- Native name: 신호철 비오
- Church: Catholic Church; Latin Church;
- Diocese: Busan
- Appointed: 22 May 2021
- Predecessor: Joseph Son Sam-seok
- Successor: Incumbent
- Other post: Titular bishop of Belesasa

Orders
- Ordination: 3 February 1996
- Consecration: 29 June 2021 by Joseph Son Sam-seok

Personal details
- Born: 3 September 1968 (age 57) Busan, South Korea
- Alma mater: Anselmianum Gwangju Catholic University
- Motto: SICUT IN CŒLO ET IN TERRA

= Pius Sin Hozel =

South Korean Catholic prelate

Pius Sin Hozel is a South Korean Roman Catholic prelate serving as Auxiliary Bishop of Roman Catholic Diocese of Busan, South Korea.'

== Early life and education ==
Pius was born on 3 September 1968 in Busan, South Korea. He completed his philosophy and theology from the Catholic University of Gwangju.

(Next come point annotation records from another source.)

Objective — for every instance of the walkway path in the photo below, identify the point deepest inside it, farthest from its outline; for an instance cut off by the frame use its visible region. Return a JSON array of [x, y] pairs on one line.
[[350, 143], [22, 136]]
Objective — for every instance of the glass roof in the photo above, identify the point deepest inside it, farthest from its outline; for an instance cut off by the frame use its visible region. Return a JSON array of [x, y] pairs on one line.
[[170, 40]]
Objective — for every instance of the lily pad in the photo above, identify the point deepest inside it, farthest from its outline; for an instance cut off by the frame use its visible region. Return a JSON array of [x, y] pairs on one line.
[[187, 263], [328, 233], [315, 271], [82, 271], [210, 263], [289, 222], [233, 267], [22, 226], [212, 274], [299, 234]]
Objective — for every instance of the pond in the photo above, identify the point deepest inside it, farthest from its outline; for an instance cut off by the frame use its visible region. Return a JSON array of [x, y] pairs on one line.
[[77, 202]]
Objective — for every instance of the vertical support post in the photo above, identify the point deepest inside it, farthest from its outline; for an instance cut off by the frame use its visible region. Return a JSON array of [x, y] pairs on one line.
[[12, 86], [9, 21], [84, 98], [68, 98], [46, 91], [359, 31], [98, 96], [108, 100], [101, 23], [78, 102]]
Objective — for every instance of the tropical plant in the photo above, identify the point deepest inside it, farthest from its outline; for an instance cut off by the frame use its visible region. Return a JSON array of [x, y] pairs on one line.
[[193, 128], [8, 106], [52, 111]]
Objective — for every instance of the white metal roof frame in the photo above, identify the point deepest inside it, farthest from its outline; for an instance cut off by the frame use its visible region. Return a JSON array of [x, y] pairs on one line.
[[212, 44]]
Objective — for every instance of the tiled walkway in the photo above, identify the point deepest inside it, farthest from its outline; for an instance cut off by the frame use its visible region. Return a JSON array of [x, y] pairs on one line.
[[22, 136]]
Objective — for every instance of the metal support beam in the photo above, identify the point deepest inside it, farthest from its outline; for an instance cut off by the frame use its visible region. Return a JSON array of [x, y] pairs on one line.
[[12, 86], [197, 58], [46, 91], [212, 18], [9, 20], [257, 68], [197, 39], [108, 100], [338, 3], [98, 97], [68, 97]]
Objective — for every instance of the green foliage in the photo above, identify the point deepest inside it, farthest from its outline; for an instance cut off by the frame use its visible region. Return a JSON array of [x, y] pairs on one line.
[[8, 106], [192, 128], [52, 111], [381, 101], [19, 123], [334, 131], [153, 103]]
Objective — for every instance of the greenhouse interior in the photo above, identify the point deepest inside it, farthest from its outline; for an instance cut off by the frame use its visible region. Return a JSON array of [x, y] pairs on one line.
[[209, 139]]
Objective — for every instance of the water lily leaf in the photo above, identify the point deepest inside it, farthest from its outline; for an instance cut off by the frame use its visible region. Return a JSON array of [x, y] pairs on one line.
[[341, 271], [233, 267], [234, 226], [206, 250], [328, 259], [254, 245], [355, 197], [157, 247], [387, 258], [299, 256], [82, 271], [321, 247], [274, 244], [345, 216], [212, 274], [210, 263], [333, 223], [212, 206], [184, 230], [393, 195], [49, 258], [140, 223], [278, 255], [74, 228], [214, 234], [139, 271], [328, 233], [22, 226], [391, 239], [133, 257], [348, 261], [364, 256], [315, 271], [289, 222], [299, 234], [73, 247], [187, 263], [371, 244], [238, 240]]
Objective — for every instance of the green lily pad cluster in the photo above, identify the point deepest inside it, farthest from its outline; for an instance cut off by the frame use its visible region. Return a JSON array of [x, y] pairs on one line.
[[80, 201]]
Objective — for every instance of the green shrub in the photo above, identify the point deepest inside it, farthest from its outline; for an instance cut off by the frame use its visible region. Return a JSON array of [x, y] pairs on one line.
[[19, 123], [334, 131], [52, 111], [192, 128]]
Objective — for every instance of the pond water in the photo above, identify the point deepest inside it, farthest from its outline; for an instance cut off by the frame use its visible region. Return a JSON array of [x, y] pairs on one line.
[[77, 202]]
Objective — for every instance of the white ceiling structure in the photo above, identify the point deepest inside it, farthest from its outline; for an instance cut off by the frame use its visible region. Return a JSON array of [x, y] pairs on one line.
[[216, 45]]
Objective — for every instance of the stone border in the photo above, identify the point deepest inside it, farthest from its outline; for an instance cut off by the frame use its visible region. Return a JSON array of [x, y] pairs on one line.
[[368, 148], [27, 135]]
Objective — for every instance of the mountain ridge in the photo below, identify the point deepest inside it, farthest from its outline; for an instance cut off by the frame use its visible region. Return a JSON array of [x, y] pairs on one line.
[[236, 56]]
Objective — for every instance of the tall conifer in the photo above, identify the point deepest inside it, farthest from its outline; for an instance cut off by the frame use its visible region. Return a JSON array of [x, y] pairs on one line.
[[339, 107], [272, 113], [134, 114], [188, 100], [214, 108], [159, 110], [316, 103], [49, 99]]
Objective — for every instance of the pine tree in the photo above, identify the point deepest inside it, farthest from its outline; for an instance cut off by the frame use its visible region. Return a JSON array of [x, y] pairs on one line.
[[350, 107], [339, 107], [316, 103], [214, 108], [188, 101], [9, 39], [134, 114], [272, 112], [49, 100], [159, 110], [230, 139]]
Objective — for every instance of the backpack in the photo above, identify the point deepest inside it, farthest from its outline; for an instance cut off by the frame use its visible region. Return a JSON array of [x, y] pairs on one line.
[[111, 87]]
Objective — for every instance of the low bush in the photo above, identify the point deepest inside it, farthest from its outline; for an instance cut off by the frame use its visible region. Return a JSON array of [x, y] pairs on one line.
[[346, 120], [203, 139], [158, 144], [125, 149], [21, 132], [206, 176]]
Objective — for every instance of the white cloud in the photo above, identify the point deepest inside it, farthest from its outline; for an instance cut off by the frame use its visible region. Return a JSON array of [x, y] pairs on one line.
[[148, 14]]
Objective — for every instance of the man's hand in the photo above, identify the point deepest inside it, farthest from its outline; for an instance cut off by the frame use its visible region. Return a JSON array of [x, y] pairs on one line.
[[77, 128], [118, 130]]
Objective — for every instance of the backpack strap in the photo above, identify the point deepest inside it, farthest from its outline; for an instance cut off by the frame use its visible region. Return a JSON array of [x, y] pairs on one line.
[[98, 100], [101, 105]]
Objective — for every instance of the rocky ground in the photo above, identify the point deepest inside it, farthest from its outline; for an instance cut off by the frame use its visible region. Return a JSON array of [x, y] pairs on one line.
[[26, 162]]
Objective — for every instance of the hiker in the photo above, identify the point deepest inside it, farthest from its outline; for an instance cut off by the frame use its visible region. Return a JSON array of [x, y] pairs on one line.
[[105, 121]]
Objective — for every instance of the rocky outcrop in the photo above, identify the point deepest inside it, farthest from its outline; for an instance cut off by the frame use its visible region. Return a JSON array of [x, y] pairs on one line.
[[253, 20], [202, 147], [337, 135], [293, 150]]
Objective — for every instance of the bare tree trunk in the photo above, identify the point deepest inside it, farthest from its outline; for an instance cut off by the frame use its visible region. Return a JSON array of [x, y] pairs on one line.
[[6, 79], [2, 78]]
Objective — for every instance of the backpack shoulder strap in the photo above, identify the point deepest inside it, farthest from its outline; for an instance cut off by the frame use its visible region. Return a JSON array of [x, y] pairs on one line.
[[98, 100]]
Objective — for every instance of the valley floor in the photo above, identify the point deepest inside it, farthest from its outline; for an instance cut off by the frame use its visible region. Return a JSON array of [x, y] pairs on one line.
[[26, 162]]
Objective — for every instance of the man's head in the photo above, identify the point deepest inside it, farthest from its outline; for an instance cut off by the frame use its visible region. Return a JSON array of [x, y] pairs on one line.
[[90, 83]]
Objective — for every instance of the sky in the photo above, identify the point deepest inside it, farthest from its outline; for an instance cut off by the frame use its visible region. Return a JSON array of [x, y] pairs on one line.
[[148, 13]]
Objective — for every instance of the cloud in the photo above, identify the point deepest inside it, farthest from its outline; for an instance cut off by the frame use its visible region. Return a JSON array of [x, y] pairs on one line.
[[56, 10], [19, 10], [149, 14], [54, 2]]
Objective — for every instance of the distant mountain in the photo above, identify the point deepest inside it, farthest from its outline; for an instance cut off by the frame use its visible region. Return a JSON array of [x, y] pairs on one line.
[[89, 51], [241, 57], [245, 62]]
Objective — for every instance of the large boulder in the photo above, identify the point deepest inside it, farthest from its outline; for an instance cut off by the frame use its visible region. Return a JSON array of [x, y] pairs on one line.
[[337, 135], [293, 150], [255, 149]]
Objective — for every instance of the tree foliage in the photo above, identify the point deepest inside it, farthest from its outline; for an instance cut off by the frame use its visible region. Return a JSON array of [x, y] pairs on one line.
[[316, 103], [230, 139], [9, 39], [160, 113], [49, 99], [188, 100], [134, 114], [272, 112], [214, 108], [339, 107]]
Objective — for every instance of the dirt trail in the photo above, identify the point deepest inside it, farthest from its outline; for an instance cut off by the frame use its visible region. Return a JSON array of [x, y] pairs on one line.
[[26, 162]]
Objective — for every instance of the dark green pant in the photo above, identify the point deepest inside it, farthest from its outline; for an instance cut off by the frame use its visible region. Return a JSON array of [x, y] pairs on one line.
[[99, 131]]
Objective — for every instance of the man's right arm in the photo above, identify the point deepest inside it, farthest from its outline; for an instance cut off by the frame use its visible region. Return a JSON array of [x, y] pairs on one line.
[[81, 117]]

He acquired a licentiate and doctorate in sacred liturgy from the Pontifical Saint Anselm Athenaeum in Rome.

== Priesthood ==
On 3 February 1996, Hozel was ordained a priest for the Roman Catholic Diocese of Busan.

== Episcopate ==
Hozel was appointed Auxiliary Bishop of Roman Catholic Diocese of Busan and Titular bishop of Belesasa on 22 May 2021 by Pope Francis. He was ordained a bishop on 29 June 2021 by Joseph Son Sam-seok.